Dr. Yufei Han currently works as Senior Principal Researcher. His research interests include robust learning with imperfect telemetry data, adversarial learning, and privacy-preserving learning, which aim at providing a trusted machine learning service.
Prior to joining the research group at NortonLifeLock, formerly Symantec, he conducted post-doctoral research in French Institute of Research in Computer Science and Automation (INRIA) in Paris from 2010-2014. He received his Ph.D. degree in National Laboratory of Pattern Recognition, Chinese Academy of Sciences, Beijing in 2010.
Selected Academic Papers
In proceedings of the 34th AAAI Conference on Artificial Intelligence (AAAI 2020)
For federated learning systems deployed in the wild, data flaws hosted on local agents are widely witnessed. On one hand, given a large amount of training data are corrupted by systematic sensor noise and environmental perturbations, the performances of federated model training can be degraded significantly. On the other hand, it is prohibitively expensive for either clients or service providers to set up manual sanitary checks to verify the quality of data instances. In our study, we echo this challenge by proposing a collaborative and privacy-preserving machine teaching method. Specifically, we use a few trusted instances provided by teachers as benign examples in the teaching process. Our collaborative teaching approach seeks jointly the optimal tuning on the distributed training set, such that the model learned from the tuned training set predicts labels of the trusted items correctly. The proposed method couples the process of teaching and learning and thus produces directly a robust prediction model despite the extremely pervasive systematic data corruption. The experimental study on real benchmark data sets demonstrates the validity of our method.
In Proceedings of the 2017 International Joint Conference on Neural Networks (IJCNN 2017)
This paper proposes a practical approach to learn spectral clustering based on adaptive stochastic gradient optimization.

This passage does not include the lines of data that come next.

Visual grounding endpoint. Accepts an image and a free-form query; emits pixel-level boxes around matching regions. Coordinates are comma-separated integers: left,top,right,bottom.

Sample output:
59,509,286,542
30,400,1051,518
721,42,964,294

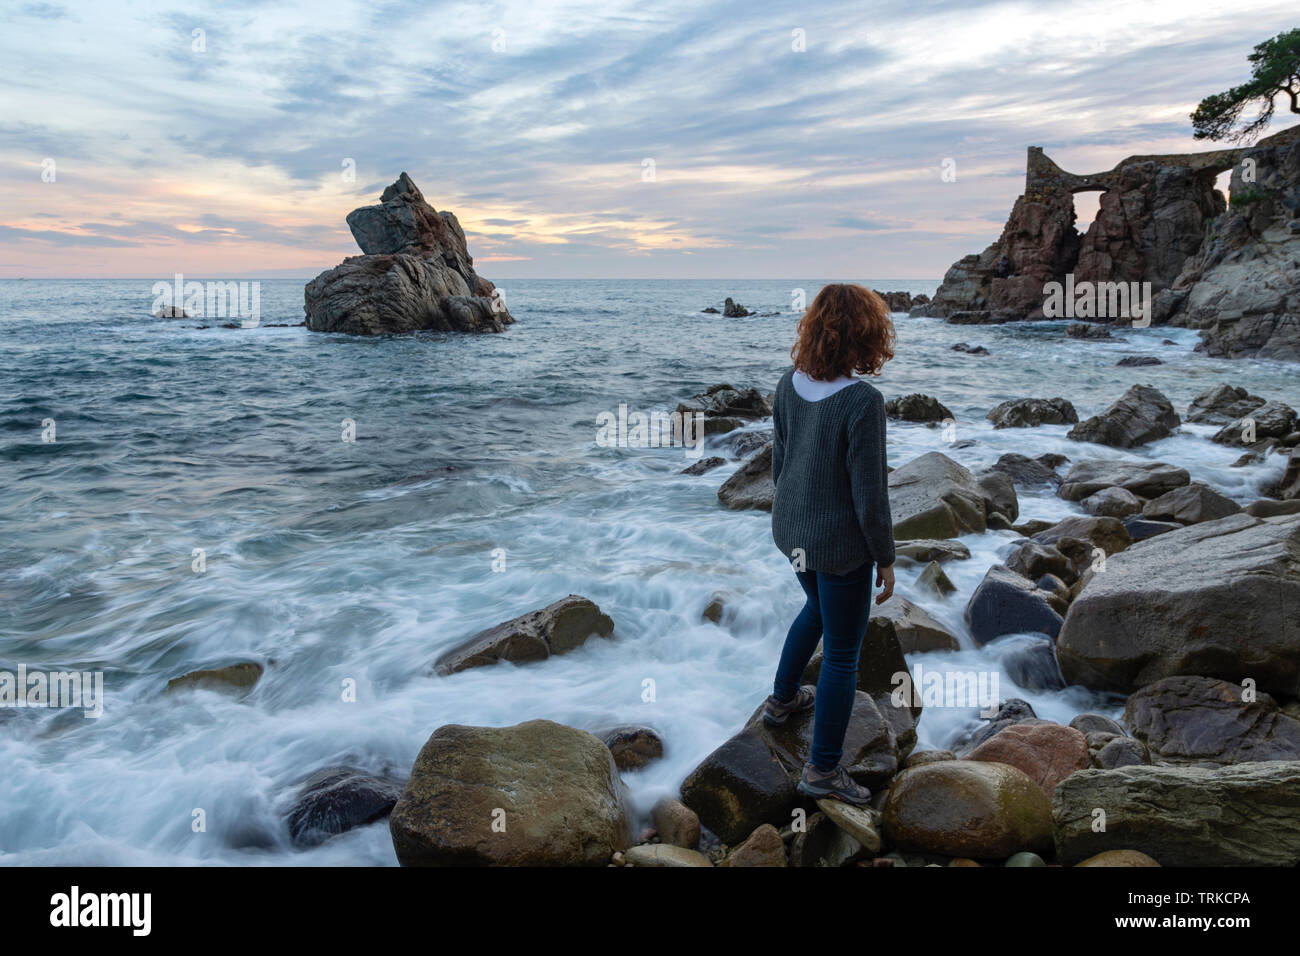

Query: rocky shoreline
178,373,1300,866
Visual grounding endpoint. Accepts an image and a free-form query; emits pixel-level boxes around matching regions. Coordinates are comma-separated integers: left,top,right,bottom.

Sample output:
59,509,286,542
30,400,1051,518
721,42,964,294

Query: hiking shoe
797,763,873,806
761,685,815,726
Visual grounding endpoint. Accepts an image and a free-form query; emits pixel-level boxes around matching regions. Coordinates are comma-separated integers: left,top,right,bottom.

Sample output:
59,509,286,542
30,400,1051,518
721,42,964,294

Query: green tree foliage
1192,29,1300,143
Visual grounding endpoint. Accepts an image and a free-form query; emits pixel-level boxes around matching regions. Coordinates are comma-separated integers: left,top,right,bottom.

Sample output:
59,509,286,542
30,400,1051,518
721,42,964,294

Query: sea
1,277,1296,864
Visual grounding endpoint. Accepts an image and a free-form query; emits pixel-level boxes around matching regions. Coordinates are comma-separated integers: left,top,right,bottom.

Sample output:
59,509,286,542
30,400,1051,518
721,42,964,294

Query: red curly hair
790,283,895,380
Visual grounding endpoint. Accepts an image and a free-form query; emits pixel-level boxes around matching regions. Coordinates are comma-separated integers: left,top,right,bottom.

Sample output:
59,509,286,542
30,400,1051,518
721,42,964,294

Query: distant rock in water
304,172,514,336
153,306,189,318
1066,322,1113,340
723,297,751,317
885,393,952,423
951,342,990,355
1117,355,1162,366
1067,384,1179,448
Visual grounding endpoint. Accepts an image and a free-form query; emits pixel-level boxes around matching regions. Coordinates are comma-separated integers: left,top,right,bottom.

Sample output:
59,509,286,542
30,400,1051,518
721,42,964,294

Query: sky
0,0,1296,279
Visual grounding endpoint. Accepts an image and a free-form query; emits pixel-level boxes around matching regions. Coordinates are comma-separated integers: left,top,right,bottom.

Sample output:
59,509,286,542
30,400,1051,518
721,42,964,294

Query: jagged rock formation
305,173,514,335
917,125,1300,360
1163,136,1300,360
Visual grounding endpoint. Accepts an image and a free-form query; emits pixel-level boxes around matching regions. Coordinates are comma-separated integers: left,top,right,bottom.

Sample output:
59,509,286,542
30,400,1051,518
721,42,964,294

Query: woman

Crucially, the proposed approach recovers the exact spectrum of Laplacian matrices in the limit of the iterations, and the cost of each iteration is linear in the number of samples. Extensive experimental validation on data sets with up to half a million samples demonstrate its scalability and its ability to outperform state-of-the-art approximate methods to learn spectral clustering for a given computational budget.
In Proceedings of the 25th International Joint Conference on Artificial Intelligence (IJCAI 2016)
We propose to encode the weakly supervised information in PU learning tasks into pairwise constraints between training in-stances. Violation of pairwise constraints are measured and incorporated into a partially supervised graph embedding model.
In Proceedings of the 24th ACM Conference on Computer and Communications Security (ACM SIGSAC 2017)
In Proceedings of the 2019 International Joint Conference on Neural Networks (IJCNN 2019)
In this work, we define a collaborative and privacy-preserving machine teaching paradigm with multiple distributed teachers. The focus is to find strategies to organize distributed agents to jointly select a compact subset of data that can be used to train a global model. The global model should achieve nearly the same performance as if the central learner had access to all the data, but the central learner only has access to the selected subset, and each agent only has access to their own data. The goal of this research is to find good strategies to train global models while giving some control back to agents.
In Proceedings of the 24th ACM SIGKDD Conference on Knowledge Discovery and Data Mining (KDD 2018)
We proposed a weakly supervised multi-label learning approach, based on the idea of collaborative embedding. It provides a flexible framework to conduct efficient multi-label classification at both transductive and inductive mode by coupling the process of reconstructing missing features and weak label assignments in a joint optimisation framework.
In Proceedings of the 13th ACM International Conference on Web Search and Data Mining (WSDM 2020) In this paper, we study the graph-based semi-supervised learning for classifying nodes in attributed networks, where the nodes and edges possess content information. Recent approaches like graph convolution networks and attention mechanisms have been pro-posed to ensemble the first-order neighbors and incorporate the relevant neighbors. However, it is costly (especially in memory) to consider all neighbors without a prior differentiation. We propose to explore the neighborhood in a reinforcement learning setting and find a walk path well-tuned for classifying the unlabeled target nodes. We let an agent (of node classification task) walk over the graph and decide where to move to maximize classification accuracy. We define the graph walk as a partially observable Markov decision process (POMDP). The proposed method is flexible for working in both transductive and inductive setting. Extensive experiments on four data sets demonstrate that our proposed method outperforms several state-of-the-art methods. Several case studies also illustrate the meaningful movement trajectory made by the agent.
In Proceedings of the 33th Annual computer Security Applications Conference (ACSAC 2017)
We set out to predict which security events and incidents a security product would have detected had it been deployed, based on the events produced by other security products that were in place. We discovered that the problem is tractable, and that some security products are much harder to model than others, which makes them more valuable.
In Proceedings of the 33rd Annual Computer Security Applications Conference (ACSAC 2017)
We presented Marmite, a system that can detect malicious files by leveraging a global download graph and label propagation with Bayesian confidence.